Workers discovered the burial ground in October while digging a waterway to catch runoff from Playa Vista and neighboring housing developments.

Since December, the commission has sent Playa Vista six letters asking them to stop removing the remains, which have been found on a near daily basis.

Playa Vista officials said the excavations are allowed under an agreement signed by the company, three representatives of the tribe and government regulators 13 years ago. The agreement -- extended for 10 years in 2001 -- outlines procedures for handling cultural artifacts or bodies if they are found.

Company president Steve Soboroff said Playa Vista was "doing a comprehensive and respectful job" under the agreement.

The Native American Heritage Commission claims the agreement should be revised considering the large number of remains.

"We didn't know they would find a cemetery," said Rob Wood, the board's Southern California program manager. "They should consult with the Native American community and look at alternatives."

Attempts to reach tribal leaders Sunday were unsuccessful.

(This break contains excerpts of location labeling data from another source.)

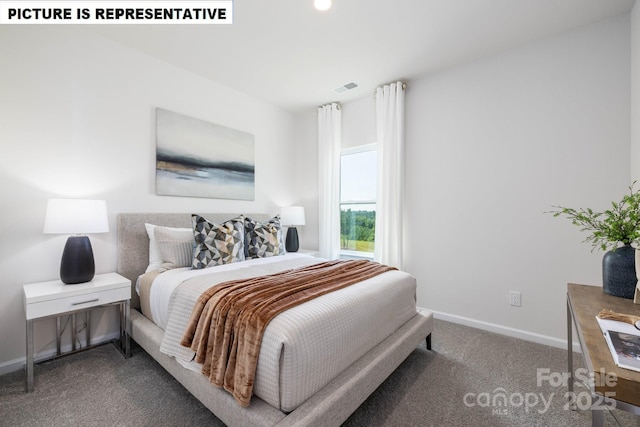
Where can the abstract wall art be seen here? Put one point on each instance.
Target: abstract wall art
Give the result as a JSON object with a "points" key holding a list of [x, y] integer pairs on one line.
{"points": [[195, 158]]}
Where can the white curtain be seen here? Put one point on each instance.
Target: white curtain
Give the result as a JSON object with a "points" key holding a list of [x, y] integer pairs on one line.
{"points": [[329, 131], [390, 186]]}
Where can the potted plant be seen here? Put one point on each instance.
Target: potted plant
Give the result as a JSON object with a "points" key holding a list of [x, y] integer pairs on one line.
{"points": [[615, 230]]}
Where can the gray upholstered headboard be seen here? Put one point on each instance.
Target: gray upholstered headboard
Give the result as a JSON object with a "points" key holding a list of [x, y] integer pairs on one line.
{"points": [[133, 242]]}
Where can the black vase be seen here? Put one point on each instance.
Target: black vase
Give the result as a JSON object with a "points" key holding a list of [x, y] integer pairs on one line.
{"points": [[619, 272]]}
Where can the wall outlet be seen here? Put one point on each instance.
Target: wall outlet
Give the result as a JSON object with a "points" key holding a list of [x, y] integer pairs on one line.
{"points": [[514, 298]]}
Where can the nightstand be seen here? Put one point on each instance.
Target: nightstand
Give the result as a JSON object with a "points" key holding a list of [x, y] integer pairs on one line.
{"points": [[54, 298], [309, 252]]}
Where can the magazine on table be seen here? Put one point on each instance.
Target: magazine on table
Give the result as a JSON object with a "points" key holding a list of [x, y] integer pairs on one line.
{"points": [[623, 340]]}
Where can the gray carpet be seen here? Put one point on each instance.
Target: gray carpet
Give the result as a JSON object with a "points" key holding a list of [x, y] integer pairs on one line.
{"points": [[100, 388]]}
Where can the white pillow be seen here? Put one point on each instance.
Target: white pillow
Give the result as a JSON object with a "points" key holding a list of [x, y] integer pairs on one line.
{"points": [[155, 257]]}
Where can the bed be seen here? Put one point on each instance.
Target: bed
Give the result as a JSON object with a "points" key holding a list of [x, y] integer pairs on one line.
{"points": [[331, 404]]}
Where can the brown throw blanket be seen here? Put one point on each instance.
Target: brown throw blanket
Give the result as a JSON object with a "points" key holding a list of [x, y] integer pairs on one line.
{"points": [[228, 320]]}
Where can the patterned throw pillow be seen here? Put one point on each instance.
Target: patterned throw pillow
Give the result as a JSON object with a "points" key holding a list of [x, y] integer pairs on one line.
{"points": [[263, 239], [217, 244]]}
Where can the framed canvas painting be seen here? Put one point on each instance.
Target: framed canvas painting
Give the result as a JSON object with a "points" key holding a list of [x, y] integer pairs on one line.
{"points": [[195, 158]]}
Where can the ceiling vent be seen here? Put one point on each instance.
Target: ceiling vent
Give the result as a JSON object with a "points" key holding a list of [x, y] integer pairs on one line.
{"points": [[344, 88]]}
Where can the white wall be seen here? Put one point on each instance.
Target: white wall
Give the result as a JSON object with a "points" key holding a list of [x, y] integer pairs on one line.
{"points": [[635, 92], [491, 146], [77, 120]]}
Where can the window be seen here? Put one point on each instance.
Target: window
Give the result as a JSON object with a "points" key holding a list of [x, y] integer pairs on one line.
{"points": [[358, 201]]}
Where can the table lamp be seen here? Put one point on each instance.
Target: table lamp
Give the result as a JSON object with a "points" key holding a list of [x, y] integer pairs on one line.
{"points": [[290, 216], [77, 217]]}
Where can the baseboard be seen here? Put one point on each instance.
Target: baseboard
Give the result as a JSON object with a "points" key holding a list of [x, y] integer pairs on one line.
{"points": [[505, 330], [19, 363]]}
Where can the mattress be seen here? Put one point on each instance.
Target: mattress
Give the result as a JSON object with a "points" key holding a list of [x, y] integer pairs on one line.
{"points": [[303, 348]]}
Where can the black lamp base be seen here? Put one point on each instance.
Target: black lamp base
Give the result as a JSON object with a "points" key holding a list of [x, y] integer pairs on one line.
{"points": [[291, 244], [77, 265]]}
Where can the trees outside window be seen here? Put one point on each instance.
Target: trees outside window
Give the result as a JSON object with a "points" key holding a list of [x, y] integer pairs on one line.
{"points": [[358, 200]]}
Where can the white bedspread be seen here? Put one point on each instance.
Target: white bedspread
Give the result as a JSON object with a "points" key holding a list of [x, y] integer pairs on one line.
{"points": [[304, 347]]}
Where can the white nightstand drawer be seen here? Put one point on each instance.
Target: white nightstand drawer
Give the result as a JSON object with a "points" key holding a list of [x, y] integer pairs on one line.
{"points": [[76, 302]]}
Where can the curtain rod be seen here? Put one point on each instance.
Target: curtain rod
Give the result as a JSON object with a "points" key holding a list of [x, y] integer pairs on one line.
{"points": [[338, 105], [404, 87]]}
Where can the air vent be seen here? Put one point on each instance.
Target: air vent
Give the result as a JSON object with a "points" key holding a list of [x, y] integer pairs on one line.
{"points": [[344, 88]]}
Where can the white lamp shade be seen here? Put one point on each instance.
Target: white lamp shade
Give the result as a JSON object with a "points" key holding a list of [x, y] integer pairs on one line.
{"points": [[76, 216], [292, 215], [322, 4]]}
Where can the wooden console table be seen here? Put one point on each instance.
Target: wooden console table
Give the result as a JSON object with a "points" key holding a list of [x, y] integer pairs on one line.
{"points": [[623, 385]]}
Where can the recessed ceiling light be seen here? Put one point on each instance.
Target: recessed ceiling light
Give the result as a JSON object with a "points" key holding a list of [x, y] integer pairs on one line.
{"points": [[322, 4]]}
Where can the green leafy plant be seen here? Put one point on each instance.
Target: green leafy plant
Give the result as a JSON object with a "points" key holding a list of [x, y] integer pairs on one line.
{"points": [[620, 224]]}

But the tribe's Web site was critical of continued development now that the cemetery has been discovered.

"Let our ancestors rest," the message said. "The meaning of Tongva is People of the Earth, if these remains are not allowed to go back to the earth as intended, our culture may never be the same."

Opponents of the excavation include Robert Dorame, who was named by the commission the "most likely descendant" of Indians buried at the site.

"If there's two or three remains, yes, you may follow those recommendations," he said. "But we're talking about a cemetery. Every Indian knows it's a cemetery. The protocols can change."